The UniProt Archive (UniParc) is a non-redundant protein sequence archive, containing all new and revised protein sequences from all publicly available sources.
Sometimes, protein IDs in source database are mapped to UniProt IDs that are deleted in current release.

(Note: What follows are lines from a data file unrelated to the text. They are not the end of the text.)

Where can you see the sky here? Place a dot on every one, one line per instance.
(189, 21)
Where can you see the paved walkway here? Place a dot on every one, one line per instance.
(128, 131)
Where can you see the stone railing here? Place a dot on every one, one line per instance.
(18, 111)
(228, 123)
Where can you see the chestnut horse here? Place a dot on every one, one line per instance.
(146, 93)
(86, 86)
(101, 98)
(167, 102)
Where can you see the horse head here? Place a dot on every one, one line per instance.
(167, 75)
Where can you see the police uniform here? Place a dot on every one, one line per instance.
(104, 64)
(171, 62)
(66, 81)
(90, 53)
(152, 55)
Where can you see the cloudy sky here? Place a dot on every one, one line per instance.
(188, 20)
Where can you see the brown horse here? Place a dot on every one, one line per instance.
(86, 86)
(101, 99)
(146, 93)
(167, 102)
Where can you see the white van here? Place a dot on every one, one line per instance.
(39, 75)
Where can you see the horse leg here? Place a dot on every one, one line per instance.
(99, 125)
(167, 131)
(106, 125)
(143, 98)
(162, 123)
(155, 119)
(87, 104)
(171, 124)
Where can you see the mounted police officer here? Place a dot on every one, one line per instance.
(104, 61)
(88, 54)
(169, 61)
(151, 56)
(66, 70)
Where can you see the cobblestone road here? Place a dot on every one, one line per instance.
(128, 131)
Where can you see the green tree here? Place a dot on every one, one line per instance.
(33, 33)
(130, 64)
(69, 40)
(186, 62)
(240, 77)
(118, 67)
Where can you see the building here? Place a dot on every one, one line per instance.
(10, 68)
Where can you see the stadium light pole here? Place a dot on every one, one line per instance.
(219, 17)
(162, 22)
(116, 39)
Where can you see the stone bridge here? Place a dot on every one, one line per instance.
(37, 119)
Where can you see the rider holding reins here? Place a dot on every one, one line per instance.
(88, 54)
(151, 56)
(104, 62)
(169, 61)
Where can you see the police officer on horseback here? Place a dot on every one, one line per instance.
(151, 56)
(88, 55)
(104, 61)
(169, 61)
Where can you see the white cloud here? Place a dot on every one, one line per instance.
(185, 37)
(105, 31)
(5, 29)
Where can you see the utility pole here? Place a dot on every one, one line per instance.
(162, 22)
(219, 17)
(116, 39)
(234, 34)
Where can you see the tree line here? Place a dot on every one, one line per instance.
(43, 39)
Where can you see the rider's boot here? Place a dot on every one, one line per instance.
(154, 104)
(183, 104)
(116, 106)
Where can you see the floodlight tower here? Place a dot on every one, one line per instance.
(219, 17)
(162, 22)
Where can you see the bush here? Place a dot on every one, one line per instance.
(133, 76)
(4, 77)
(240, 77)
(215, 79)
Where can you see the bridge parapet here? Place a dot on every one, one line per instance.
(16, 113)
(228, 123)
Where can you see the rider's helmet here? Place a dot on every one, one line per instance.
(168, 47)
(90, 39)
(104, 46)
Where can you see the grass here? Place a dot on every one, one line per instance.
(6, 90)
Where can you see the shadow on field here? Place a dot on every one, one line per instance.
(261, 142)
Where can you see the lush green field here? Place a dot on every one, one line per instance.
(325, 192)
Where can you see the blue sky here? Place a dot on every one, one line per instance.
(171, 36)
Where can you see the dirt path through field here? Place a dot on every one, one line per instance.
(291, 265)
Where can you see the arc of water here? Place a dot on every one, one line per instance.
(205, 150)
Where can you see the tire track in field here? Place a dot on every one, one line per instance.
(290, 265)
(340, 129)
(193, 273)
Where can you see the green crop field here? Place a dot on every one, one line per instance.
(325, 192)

In that case, we can retrieve protein information from UniParc data. Raw UniParc files are downloaded from https://ftp.uniprot.org/pub/databases/uniprot/current_release/uniparc/xml/all/ in download.sh
script.
Run parse_uniparc.sh
to parse raw XML format UniParc files into TAB-separated format and extract inactive entries.
- Example of parsed file
accession uniprot is_reviewed status taxa protein_name gene_name seq_length source_file
UPI00000001D2 Q71UK0 False Y 10090 Growth factor receptor (Fragment) 61 uniparc_p1
UPI000000075A Q0NCH3 False N 587201 Membrane protein VARV_SAF65_102_152 277 uniparc_p1
UPI00000002D3 Q549A3 False Y 4232 LIM domain protein PLIM1a PLIM1a 219 uniparc_p1
UPI0000000563 Q6LCT9 False Y 9606 Diabetes mellitus type I autoantigen ICA1 87 uniparc_p1
[Optional] Continue with the second part in parse_uniparc.py
script to extract information for target species.